Don’t get me started on Holmes and Davison. Guhhh….

And I’ve long since said that Holmes’s writing of the 6th Doctor is my favorite writing of Colin Baker [on television, anyway]. So yeah. Holmes is great. But it’s sad that he only gets two shots at writing for Troughton, especially when one of those shots is six parts of let’s-keep-The-Doctor-away-from-the-action in “The Space Pirates”. But he’s so good here. Both of them. This is one of my favorite Troughton performances across Troughton’s tenure as The Doctor. He’s just brilliant.

And a lot of that is down to Holmes and Maloney. Also Troughton.

Final Thoughts?: I think it's hard to call "The Krotons" anything but a buried treasure stuck at the tail end of the Troughton era.

For one thing, it's a great early showcase for Robert Holmes as he tries his hand at a completely bog-standard Doctor Who story and really succeeds.

On particular form here is Troughton, and a lot of that is down to the fact that the acting is not wonderful across the board. But Holmes gives Troughton so much to do and Maloney really works to pull out a good performance that it really stands out as one of Troughton's best. A lot of that is down to the script, which really speaks a lot to his Doctor and tells a wonderful story about great, one-off evil robots and an oppressed society in the midst of a small revolution.

Oh, and Philip Madoc, that's a greatness.
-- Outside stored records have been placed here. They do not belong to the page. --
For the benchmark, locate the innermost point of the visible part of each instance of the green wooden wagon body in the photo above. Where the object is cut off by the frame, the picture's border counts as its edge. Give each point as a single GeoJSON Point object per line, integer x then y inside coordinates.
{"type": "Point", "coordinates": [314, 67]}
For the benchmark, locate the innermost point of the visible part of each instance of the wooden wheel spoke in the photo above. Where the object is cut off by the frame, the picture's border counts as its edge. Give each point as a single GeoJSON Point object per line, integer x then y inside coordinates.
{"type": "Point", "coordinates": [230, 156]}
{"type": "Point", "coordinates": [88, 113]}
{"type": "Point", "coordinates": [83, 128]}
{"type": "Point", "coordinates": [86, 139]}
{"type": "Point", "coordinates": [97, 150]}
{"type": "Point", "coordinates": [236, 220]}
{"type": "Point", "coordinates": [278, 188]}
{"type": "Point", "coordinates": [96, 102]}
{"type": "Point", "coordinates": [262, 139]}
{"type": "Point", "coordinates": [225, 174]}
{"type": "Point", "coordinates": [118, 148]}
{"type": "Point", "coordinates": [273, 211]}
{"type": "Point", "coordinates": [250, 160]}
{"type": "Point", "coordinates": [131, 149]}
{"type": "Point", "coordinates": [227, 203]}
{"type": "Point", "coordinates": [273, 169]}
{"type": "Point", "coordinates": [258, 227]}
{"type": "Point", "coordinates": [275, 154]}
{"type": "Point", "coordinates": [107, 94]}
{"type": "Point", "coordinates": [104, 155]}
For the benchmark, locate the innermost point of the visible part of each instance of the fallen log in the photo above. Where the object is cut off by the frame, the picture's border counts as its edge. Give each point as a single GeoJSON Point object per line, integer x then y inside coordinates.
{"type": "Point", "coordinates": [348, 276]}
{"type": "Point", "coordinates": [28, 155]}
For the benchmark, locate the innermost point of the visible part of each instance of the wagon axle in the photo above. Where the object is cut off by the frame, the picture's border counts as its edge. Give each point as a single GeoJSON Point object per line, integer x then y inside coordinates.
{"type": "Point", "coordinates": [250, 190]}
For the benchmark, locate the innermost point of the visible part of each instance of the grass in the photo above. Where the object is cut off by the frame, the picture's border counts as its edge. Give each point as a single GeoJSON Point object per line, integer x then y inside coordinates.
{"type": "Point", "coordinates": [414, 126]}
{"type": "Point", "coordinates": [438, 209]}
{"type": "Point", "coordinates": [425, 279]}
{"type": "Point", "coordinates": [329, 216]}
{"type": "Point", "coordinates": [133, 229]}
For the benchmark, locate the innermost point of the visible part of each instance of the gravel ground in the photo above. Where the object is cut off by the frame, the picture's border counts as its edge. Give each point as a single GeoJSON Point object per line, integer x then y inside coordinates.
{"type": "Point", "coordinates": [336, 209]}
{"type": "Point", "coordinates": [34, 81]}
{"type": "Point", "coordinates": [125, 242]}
Sure, it's not the most memorable thing, but there's far worse stories out there, especially from the Troughton era. This one at least isn't your typical plug-and-chug base-under-siege story and it's better for it. It's a good time and it's not overly padded. It moves and has some great direction. The villains are not exactly the sorta thing you ever expect to see again, but there are far worse choices (The Kraals, are a good example of head scratchers), and it's... I dunno. It's just fun and sometimes that's all you want from a Doctor Who story. It's always great to see Troughton and Jamie and Zoe and this is a great outing for them, nestled in the middle of a season that saw the show almost on its last legs, it's nice to know that between this and a few choice others, The Troughton era didn't go out on a series of whimpers and a final great bang.